It’s been a long Tuesday morning at the office, and you’re hanging for lunch. Time has dragged, and it’s just one of those days when you’re feeling “meh”. You don’t have any meetings in the afternoon, you’ve spent the morning mooching around and not achieving much, and you keep thinking how you’d love to take the afternoon off and go see that new movie everyone is raving about.
Sadly your employment contract forbids this – you know, the bit on page 8 that says “office hours are 8.30 am to 5.30 pm with a one hour break for lunch”. Not that you are literally required to ‘clock-in’ and ‘clock-out’ of work like a factory worker – unless you are a factory worker. These days the 8.30-5.30pm rule is more self-policed, and should you have the audacity to take off at 4.45pm you’ll get incredulous looks from your co-workers as you make your way to the elevator with your bag over your shoulder. Plus a few “bring your sandwiches and make a full day of it tomorrow” comments.
My point is that the whole emphasis in workplaces is on input, quantity, and the number of hours worked. I get that in an industrial workplace that’s kind of important. People who work in a factory doing the same task over and over will get more done if they work 8 hours than if they work 4 hours. But what about thinkers? What about designers? What about creators? What about a person who’s output is in no way related to the number of hours they work? But they are still working in a place that has industrial rules, and that is both misplaced and restrictive.
Let’s focus for a moment on output. Output has nothing to do with time whatsoever because the goalposts have shifted. I don’t care how or where the people who work for me spend their time. I just care about their output. If their output is awesome, and it took them less time, then good on them. And if seeing a movie on a Tuesday afternoon gets your creative juices flowing a little more, and improve your output, then go see a movie.
The immediate problem that arises here is that of timesheets. Most service providers, especially companies who work in the advertising and marketing sector, charge their clients by the hour. That’s how they make money. And that’s the BIG problem. Clients need to pay thinkers and creators for the value of their ideas, not for their time – for their output, not their input.
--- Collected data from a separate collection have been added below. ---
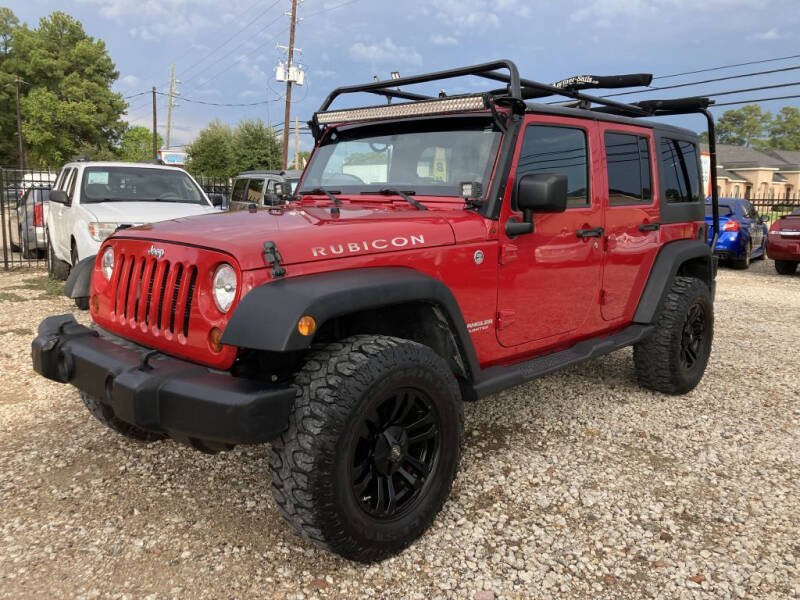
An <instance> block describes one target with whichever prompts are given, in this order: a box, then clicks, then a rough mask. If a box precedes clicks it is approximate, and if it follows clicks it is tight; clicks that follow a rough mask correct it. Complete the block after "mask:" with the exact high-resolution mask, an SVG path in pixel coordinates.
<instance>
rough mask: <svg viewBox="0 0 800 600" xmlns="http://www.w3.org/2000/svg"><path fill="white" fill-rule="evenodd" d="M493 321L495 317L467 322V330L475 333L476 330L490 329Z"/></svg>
mask: <svg viewBox="0 0 800 600" xmlns="http://www.w3.org/2000/svg"><path fill="white" fill-rule="evenodd" d="M492 323H494V319H484V320H483V321H473V322H472V323H467V331H469V332H470V333H475V332H476V331H485V330H487V329H489V327H490V326H491V324H492Z"/></svg>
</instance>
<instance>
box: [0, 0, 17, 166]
mask: <svg viewBox="0 0 800 600" xmlns="http://www.w3.org/2000/svg"><path fill="white" fill-rule="evenodd" d="M18 25H19V20H18V19H17V17H16V15H14V13H13V12H11V9H9V8H6V7H4V6H0V165H16V164H17V161H18V157H17V117H16V114H17V113H16V106H15V101H14V76H13V75H12V74H11V73H10V72H9V71H8V68H7V62H8V61H9V60H10V59H11V57H12V49H13V46H12V39H13V34H14V30H15V29H16V28H17V26H18Z"/></svg>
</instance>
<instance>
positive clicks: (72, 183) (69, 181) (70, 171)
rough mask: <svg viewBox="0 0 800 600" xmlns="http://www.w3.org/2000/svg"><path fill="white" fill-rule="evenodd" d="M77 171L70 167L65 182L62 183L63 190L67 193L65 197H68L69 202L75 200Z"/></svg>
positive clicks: (67, 197)
mask: <svg viewBox="0 0 800 600" xmlns="http://www.w3.org/2000/svg"><path fill="white" fill-rule="evenodd" d="M77 173H78V169H70V172H69V175H67V180H66V183H65V184H64V191H65V192H66V193H67V198H69V199H70V202H74V201H75V179H77V177H76V175H77Z"/></svg>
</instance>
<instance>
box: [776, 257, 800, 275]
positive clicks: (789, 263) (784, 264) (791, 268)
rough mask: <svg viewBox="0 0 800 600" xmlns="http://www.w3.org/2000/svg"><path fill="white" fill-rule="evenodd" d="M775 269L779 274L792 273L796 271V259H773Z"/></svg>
mask: <svg viewBox="0 0 800 600" xmlns="http://www.w3.org/2000/svg"><path fill="white" fill-rule="evenodd" d="M775 270H776V271H777V272H778V274H780V275H794V274H795V271H797V261H796V260H776V261H775Z"/></svg>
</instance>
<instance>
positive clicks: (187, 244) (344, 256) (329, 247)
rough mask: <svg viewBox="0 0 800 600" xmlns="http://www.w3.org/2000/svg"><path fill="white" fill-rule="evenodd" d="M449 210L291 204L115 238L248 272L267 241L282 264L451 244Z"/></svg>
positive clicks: (195, 219) (377, 253)
mask: <svg viewBox="0 0 800 600" xmlns="http://www.w3.org/2000/svg"><path fill="white" fill-rule="evenodd" d="M449 212H450V211H434V210H430V211H418V210H416V209H411V210H407V209H402V210H399V209H395V208H392V207H391V206H387V207H385V208H384V207H375V206H353V205H343V206H342V207H341V208H340V211H339V214H338V215H337V214H335V213H334V214H332V213H331V209H330V207H325V208H322V207H316V206H289V207H285V208H283V207H281V208H278V209H270V210H259V211H257V212H255V213H251V212H249V211H235V212H226V213H217V214H213V215H203V216H197V217H189V218H181V219H174V220H172V221H164V222H160V223H151V224H148V225H142V226H140V227H134V228H131V229H125V230H123V231H120V232H119V233H118V234H116V235H115V236H114V237H118V238H136V239H147V240H153V241H154V242H158V241H163V242H170V243H177V244H185V245H191V246H198V247H205V248H211V249H215V250H221V251H223V252H226V253H228V254H230V255H231V256H233V257H234V258H235V259H236V260H237V261H238V262H239V265H240V266H241V268H242V269H245V270H247V269H259V268H264V267H265V266H266V262H265V260H264V242H267V241H272V242H275V243H276V244H277V247H278V252H280V254H281V258H282V260H281V264H283V265H291V264H298V263H303V262H310V261H319V260H334V259H337V258H344V257H348V256H359V255H362V256H363V255H368V254H379V253H386V252H398V251H403V250H410V249H420V248H426V247H434V246H444V245H449V244H453V243H455V236H454V234H453V229H452V227H451V226H450V224H449V222H448V219H447V218H446V215H447V214H448V213H449ZM459 214H460V215H463V214H464V211H463V210H461V211H459Z"/></svg>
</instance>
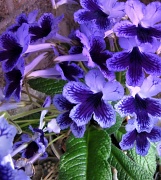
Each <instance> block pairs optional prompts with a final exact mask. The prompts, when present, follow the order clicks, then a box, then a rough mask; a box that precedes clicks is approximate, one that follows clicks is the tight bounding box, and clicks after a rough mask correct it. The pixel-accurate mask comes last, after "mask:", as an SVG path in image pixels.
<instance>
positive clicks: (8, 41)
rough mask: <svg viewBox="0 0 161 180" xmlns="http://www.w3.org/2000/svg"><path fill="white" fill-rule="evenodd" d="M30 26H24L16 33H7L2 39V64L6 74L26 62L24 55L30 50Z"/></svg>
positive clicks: (5, 33) (0, 52)
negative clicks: (16, 65)
mask: <svg viewBox="0 0 161 180" xmlns="http://www.w3.org/2000/svg"><path fill="white" fill-rule="evenodd" d="M28 28H29V27H28V24H25V23H24V24H23V25H22V26H21V27H20V28H19V29H18V30H17V32H16V33H12V32H9V31H8V32H6V33H4V34H3V35H2V36H1V37H0V62H3V64H2V67H3V70H4V72H8V71H11V70H12V69H13V68H14V67H15V66H16V65H17V64H19V63H20V64H21V63H22V61H24V59H23V57H22V55H23V54H24V53H25V51H26V50H27V48H28V45H29V43H30V36H29V34H28Z"/></svg>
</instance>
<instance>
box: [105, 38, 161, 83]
mask: <svg viewBox="0 0 161 180" xmlns="http://www.w3.org/2000/svg"><path fill="white" fill-rule="evenodd" d="M119 43H120V46H121V47H122V48H123V49H125V50H123V51H122V52H117V53H115V54H114V55H113V57H112V58H109V59H108V60H107V67H108V68H109V70H111V71H124V70H126V69H127V72H126V83H127V84H128V85H129V86H141V85H142V83H143V80H144V76H145V75H144V71H145V72H146V73H147V74H151V75H154V76H157V75H161V58H160V57H159V56H157V55H156V54H154V52H155V50H156V49H157V47H158V43H157V42H156V44H153V46H152V45H151V44H149V43H146V44H139V43H138V42H135V39H132V38H129V39H125V38H120V39H119Z"/></svg>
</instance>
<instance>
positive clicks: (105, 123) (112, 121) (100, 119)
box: [93, 100, 116, 128]
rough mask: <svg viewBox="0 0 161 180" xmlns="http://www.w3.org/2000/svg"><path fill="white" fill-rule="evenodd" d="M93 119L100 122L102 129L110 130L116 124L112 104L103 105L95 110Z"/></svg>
mask: <svg viewBox="0 0 161 180" xmlns="http://www.w3.org/2000/svg"><path fill="white" fill-rule="evenodd" d="M93 119H94V120H95V121H97V122H98V124H99V125H100V126H101V127H102V128H109V127H111V126H112V125H114V124H115V122H116V114H115V111H114V109H113V107H112V106H111V105H110V104H105V102H104V101H103V100H102V101H101V103H99V105H98V106H97V107H96V108H95V109H94V116H93Z"/></svg>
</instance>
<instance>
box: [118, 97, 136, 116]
mask: <svg viewBox="0 0 161 180" xmlns="http://www.w3.org/2000/svg"><path fill="white" fill-rule="evenodd" d="M115 109H116V111H117V112H118V113H119V114H120V115H121V116H122V117H124V116H127V115H134V112H135V111H136V109H135V99H134V98H133V97H132V96H125V97H123V99H122V100H121V101H119V102H118V103H117V104H116V105H115Z"/></svg>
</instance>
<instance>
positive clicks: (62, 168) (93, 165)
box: [59, 127, 112, 180]
mask: <svg viewBox="0 0 161 180" xmlns="http://www.w3.org/2000/svg"><path fill="white" fill-rule="evenodd" d="M110 151H111V141H110V137H109V135H108V134H107V133H106V131H104V130H98V129H95V128H93V127H90V128H89V129H88V130H87V132H86V134H85V136H84V137H83V138H75V137H74V136H71V137H70V138H69V139H68V142H67V151H66V153H65V154H64V155H63V156H62V157H61V160H60V169H59V180H112V174H111V168H110V165H109V164H108V162H107V159H108V157H109V155H110Z"/></svg>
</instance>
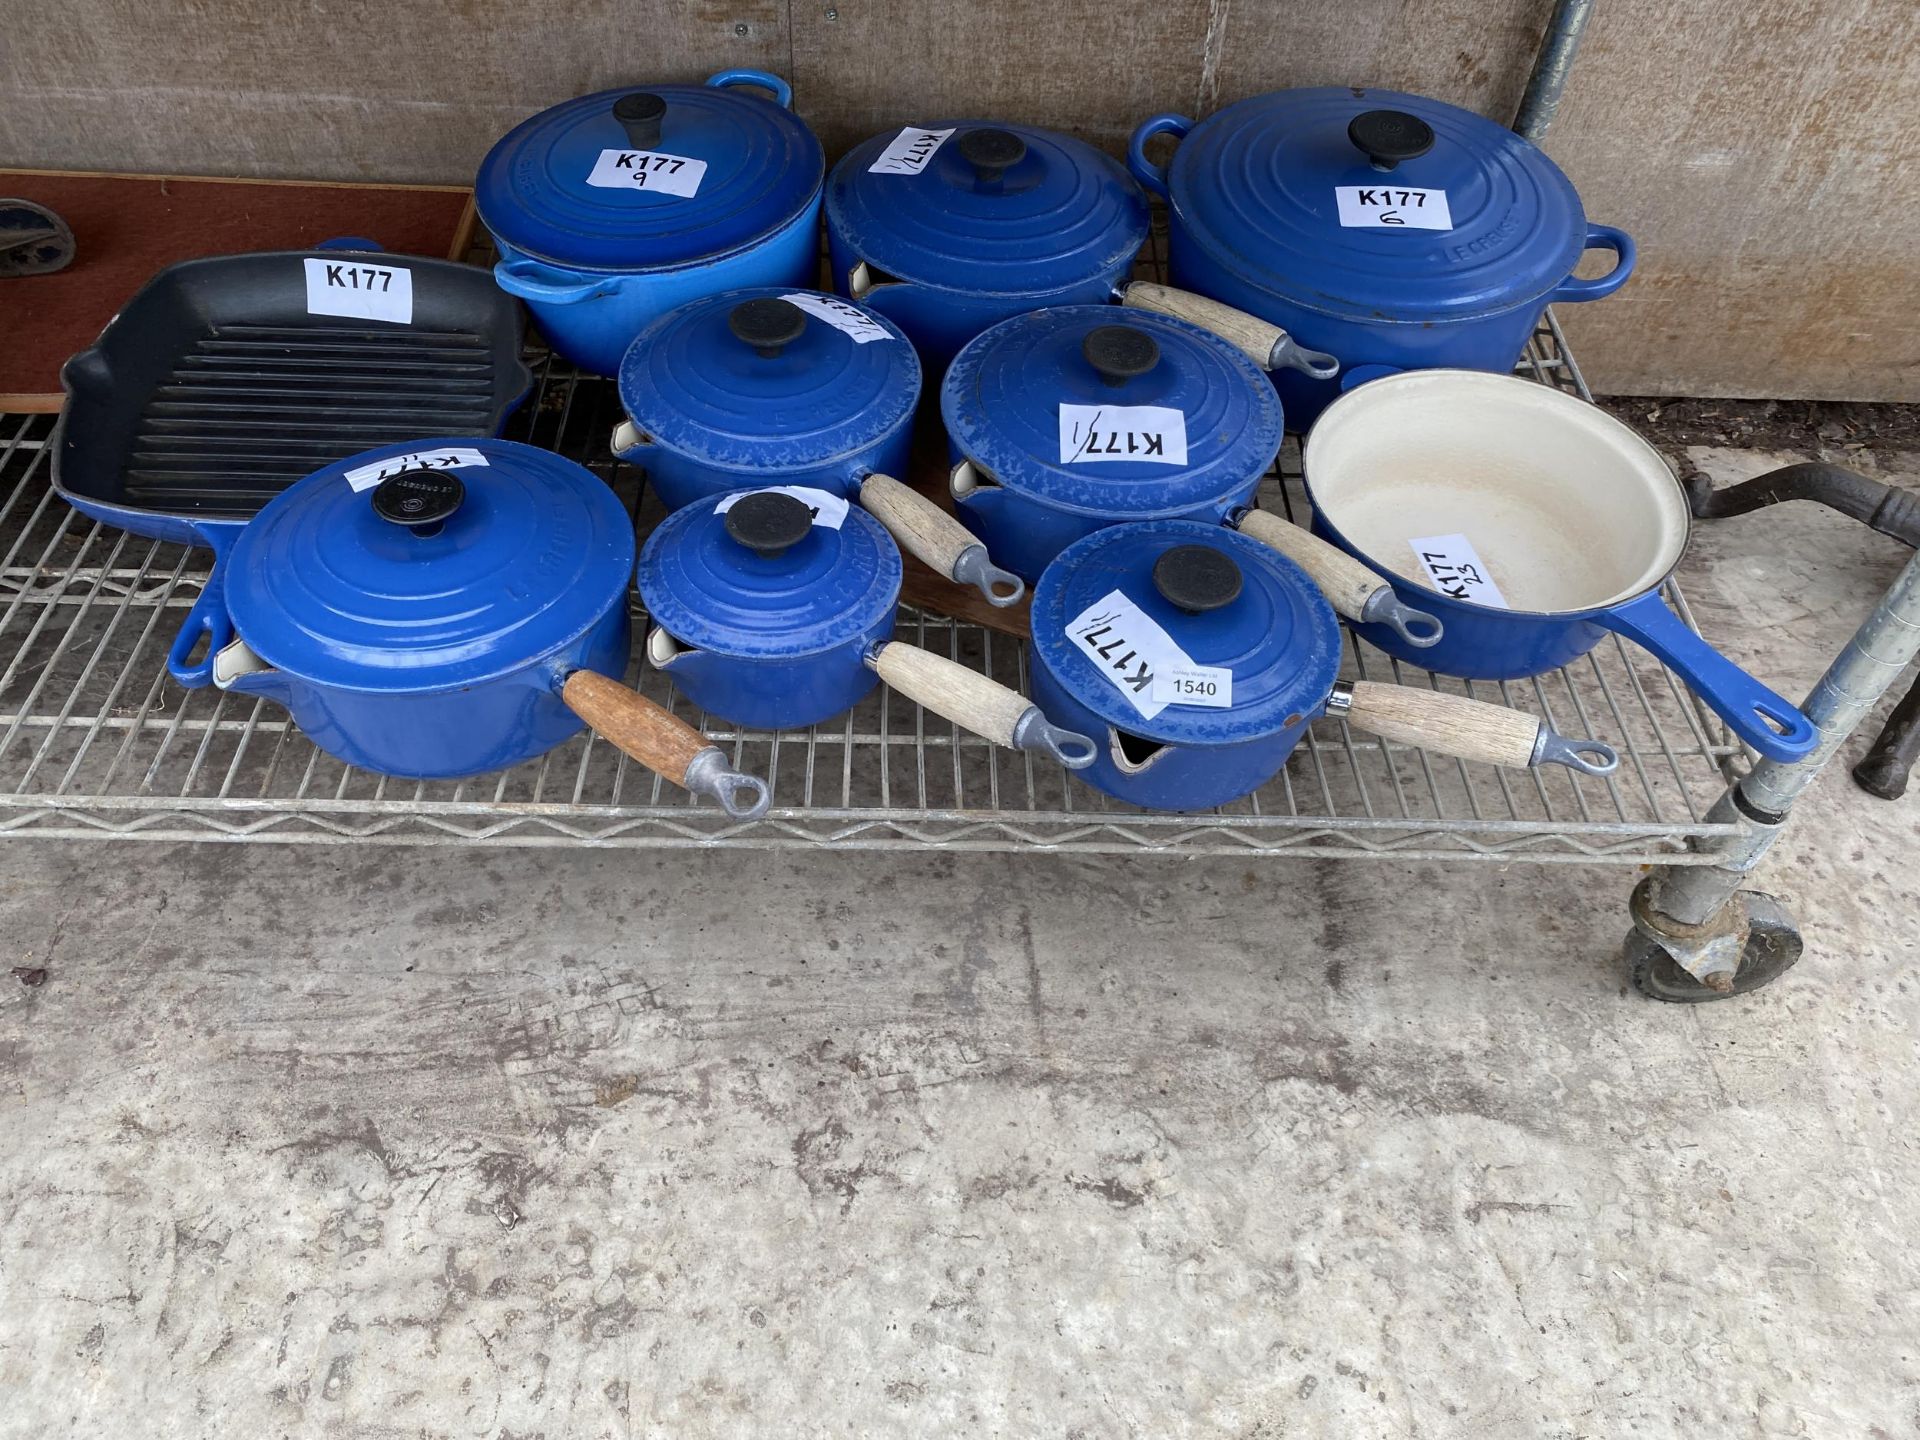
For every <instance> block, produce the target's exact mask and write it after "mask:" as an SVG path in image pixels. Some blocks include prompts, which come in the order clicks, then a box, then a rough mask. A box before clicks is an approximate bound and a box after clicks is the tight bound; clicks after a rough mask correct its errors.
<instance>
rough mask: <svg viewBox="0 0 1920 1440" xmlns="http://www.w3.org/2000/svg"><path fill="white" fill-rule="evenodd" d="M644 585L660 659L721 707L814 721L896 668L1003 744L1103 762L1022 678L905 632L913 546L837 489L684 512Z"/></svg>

The “Just Do It” campaign allowed Nike to increase its share of the North American domestic sport-shoe business from 18% to 43% from 1988 to 1998. In dollar terms their business grew from $877 million to $9.2 billion in worldwide sales. Now I don’t know who came up with the tagline, “Just Do It”, and I don’t know how long it took them either. But I bet Wieden+Kennedy didn’t charge Nike by the hour.